In Vail, snow-sports gear sales were up 9.3 percent in February 2011 over the previous February, according to the town of Vail’s most recent sales tax report.
“We had a good year. Our sales were up a bit,” Gorsuch said. “We had a good year last year and we met or exceeded last year’s sales.”
The bar was set pretty low in 2009, at the depths of the recession, Gorsuch said.
Gorsuch was born in Climax and has lived here his whole life.
“This was a winter to remember,” he said.
The SIA show in Denver was upbeat, he said, as was the ski show in Europe.
Michelle Rogers was working at American Ski Exchange on Wall Street in Vail Village when we caught up with her. Like most shops, they kept a close eye on their late season inventory and are now enjoying brisk spring sales.

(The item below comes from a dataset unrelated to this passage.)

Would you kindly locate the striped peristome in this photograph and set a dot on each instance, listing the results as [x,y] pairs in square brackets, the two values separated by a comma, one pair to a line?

“Everyone I talk to says it was a pretty good year,” Rogers said.
Most of their gear is half off, she said.
Lovin’ La Nina
American consumers spent $902 million on snow-sports equipment, hard goods like skis, snowboards and gear.
Soft goods sales and apparel set a new record this season with $1.2 billion sold.
Weather helps. La Nina is still dumping snow across the northern half of the U.S., and that helped drive apparel sales up 7 percent in units sold and up 11 percent in dollars sold.
“Keep in mind that snow sports apparel is purchased by many who will never ride a ski lift but want to be warm, dry and fashionable in the worst winter weather,” says Kelly Davis, SIA’s director of research.
Across the western region, which includes Colorado, heavy snow and colder than average temperatures saw sales up 21 percent in equipment dollars sold, 14 percent in apparel and 20 percent in accessories sales, says the SIA.
“People sold well and paid their bills, so that made the suppliers happy,” Gorsuch said.
Gorsuches held their big Midnight Madness sale in March, which was successful, Gorsuch said. They’re still selling.
“We’re open every day, Gorsuch said. “There are a few people around and the weather is supposed to clear up for Mother’s Day.”
“I can’t offer you any bad news. This was a good year,” Gorsuch said.